Abstract
- Issue: Nine years since the Affordable Care Act’s Medicaid coverage expansions took effect, 10 states have yet to expand eligibility for their Medicaid programs. Some residents with low income are falling through the resulting “coverage gap” — their incomes are too high to qualify for their state’s Medicaid program but too low to qualify for marketplace plan subsidies, thereby impeding their access to health care.
- Goals: Assess how being in the Medicaid coverage gap affects insurance coverage and health care utilization.
- Methods: Analysis of the Behavioral Risk Factor Surveillance System, 2011–2013 and 2017–2019, to compare outcomes for people who potentially fall in the coverage gap (those with incomes between pre- and post-ACA eligibility levels) in comparable states that did and did not expand Medicaid.
- Key Findings and Conclusion: In expansion states, people who would otherwise be in the Medicaid coverage gap had increased health insurance coverage, lower rates of avoiding seeking medical care, and greater utilization of certain preventive care measures.
Introduction
A key provision of the Affordable Care Act (ACA) was the requirement that states expand Medicaid eligibility to people with incomes up to 138 percent of the federal poverty level. After the Supreme Court ruled in 2012 that the penalty associated with this requirement was unconstitutionally severe, states could choose whether to adopt the reform.1 Twenty-six states including the District of Columbia expanded Medicaid initially, and 15 others followed suit. As of September 2023, 10 states have not expanded eligibility.2
The effects of expansion varied because, prior to the ACA, states could set their own Medicaid income eligibility thresholds for nondisabled adults who were not pregnant. They also could vary these thresholds by population, typically setting different eligibility thresholds for parents and nonparents (Exhibit 1).3 As well as establishing a standard national income eligibility threshold of 138 percent of poverty for Medicaid, the ACA introduced marketplaces offering subsidized coverage to people with incomes above 100 percent of poverty. This structure means that those in nonexpansion states with incomes above their state’s Medicaid eligibility threshold but below 100 percent of poverty are not eligible for any subsidized coverage. According to prepandemic estimates, about 2.2 million Americans fall into this Medicaid coverage gap, the majority of whom are people of color and people living in the South.4
Research has overwhelmingly established that Medicaid expansion increased health care coverage, access, and utilization among low-income Americans.5 Evidence on health outcomes is sparser, reflecting the complex relationship between health insurance coverage and health outcomes.6 However, a recent study found that the ACA Medicaid expansions reduced disease-related mortality among older adults.7
Few studies have assessed the impacts of nonexpansion on the millions of low-income Americans who fall into the Medicaid coverage gap, and what evidence exists is often dated and state-specific.
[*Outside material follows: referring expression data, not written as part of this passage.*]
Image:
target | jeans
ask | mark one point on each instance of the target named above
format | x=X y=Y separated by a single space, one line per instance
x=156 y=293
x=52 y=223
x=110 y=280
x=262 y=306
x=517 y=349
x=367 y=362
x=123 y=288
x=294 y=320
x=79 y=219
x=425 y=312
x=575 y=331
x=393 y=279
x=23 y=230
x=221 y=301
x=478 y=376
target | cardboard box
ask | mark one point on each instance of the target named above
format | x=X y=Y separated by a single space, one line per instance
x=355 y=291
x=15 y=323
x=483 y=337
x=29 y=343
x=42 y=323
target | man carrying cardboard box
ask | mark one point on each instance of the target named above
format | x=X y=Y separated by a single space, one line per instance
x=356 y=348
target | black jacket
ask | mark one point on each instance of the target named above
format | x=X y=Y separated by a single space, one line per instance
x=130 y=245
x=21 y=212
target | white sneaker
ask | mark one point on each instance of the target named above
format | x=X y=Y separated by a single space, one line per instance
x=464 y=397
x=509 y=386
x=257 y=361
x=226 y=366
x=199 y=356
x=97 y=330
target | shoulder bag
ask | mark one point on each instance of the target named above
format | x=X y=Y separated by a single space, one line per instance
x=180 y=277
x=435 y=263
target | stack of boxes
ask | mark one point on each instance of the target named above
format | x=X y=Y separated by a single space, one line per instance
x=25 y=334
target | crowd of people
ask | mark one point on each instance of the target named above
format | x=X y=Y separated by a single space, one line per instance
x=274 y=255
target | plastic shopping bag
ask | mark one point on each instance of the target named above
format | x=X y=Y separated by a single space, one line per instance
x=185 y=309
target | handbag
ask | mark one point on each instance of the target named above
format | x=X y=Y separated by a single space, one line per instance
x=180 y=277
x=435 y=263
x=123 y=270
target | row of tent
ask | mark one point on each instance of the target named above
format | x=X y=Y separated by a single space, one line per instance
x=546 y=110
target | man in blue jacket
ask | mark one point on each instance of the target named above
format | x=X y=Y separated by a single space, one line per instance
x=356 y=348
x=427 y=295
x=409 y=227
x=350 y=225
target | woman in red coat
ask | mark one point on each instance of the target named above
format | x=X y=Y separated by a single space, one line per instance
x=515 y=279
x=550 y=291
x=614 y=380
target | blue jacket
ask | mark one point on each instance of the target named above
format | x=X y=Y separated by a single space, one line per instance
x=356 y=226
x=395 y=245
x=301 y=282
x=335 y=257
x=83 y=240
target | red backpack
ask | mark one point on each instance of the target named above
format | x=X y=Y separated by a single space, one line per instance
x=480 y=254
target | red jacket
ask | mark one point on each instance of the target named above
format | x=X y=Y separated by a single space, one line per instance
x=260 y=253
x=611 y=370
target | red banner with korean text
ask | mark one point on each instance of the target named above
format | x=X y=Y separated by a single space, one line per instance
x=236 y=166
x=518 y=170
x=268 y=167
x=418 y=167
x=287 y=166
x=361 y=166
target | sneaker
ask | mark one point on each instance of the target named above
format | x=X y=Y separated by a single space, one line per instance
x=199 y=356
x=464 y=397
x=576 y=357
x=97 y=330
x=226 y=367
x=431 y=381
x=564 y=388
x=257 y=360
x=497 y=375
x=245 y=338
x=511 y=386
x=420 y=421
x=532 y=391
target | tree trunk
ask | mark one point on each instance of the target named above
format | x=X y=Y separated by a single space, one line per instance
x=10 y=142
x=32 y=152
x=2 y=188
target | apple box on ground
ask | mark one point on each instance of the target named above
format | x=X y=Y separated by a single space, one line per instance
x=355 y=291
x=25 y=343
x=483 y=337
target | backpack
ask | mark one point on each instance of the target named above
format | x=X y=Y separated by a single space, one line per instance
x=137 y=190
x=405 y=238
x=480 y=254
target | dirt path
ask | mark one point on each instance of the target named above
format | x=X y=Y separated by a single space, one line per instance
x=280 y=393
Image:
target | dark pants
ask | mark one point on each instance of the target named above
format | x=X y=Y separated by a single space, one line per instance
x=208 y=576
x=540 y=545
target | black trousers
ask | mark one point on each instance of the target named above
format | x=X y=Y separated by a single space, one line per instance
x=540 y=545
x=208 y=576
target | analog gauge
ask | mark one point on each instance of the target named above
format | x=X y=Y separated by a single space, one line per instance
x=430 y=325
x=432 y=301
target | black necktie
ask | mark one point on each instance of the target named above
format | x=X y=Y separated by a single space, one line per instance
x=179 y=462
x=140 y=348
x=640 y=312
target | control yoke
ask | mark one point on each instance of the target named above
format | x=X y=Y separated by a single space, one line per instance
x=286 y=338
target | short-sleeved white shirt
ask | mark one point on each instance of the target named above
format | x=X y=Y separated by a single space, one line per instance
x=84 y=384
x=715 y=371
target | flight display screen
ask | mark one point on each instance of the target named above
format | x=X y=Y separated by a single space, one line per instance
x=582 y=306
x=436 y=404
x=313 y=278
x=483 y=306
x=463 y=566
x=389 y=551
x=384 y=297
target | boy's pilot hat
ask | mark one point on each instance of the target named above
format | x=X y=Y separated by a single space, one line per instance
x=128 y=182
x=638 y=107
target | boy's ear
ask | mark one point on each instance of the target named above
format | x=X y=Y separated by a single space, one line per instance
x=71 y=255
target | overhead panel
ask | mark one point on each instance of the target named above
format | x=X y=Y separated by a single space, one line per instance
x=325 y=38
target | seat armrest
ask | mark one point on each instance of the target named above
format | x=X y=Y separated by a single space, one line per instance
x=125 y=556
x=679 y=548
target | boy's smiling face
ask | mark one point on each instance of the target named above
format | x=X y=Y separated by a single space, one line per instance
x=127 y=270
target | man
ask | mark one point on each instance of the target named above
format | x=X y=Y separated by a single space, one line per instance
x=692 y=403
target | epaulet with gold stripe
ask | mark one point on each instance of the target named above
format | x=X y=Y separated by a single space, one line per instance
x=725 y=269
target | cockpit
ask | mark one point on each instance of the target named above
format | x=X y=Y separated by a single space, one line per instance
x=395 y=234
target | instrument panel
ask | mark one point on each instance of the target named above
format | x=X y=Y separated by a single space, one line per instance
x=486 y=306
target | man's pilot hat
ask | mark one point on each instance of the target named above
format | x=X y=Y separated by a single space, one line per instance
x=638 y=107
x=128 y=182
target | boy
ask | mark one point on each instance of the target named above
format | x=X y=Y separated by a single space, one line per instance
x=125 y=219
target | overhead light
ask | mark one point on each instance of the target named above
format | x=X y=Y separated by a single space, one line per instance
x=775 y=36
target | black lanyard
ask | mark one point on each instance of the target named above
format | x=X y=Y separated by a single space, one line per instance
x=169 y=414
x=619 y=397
A study in North Carolina found that people in the Medicaid coverage gap are less likely to have a regular source of care, less likely to have had a routine checkup in the past year, more likely to forgo a doctor’s visit and skip medication because of cost concerns, and more likely to have multiple chronic conditions or live with a disability.8 Zhang and Wu found similar results in Texas, and Han et al. found that chronic condition patients were less likely to adhere to prescription medication if they fell into the Medicaid coverage gap.9
In this study, we look across states to see how the Medicaid coverage gap population was faring immediately before the COVID-19 pandemic. We use the Behavioral Risk Factor Surveillance System (BRFSS) to compare outcomes for the potential Medicaid coverage gap population — those with incomes between their states’ pre-ACA eligibility level for their population group and 100 percent of poverty — in nonexpansion states and comparable expansion states (for details, see “How We Conducted This Study”). We studied the experience of parents and nonparents separately, as these two groups differ in average age and health. Our analyses controlled for sex, race, age, education, employment status, and whether the respondent owns their home; included state and year fixed effects; and clustered standard errors at the state level.
Key Findings
Medicaid expansion increased health insurance coverage and access for the potential gap population.
The most direct effect of Medicaid expansion was to substantially increase health insurance coverage rates for the potential gap population. In expansion states, insurance coverage rates among parents increased by 15.3 percentage points and rates among nonparents increased by 10.5 points (Exhibit 2). These improvements in coverage led to reductions in the rate at which financial considerations impeded access to care.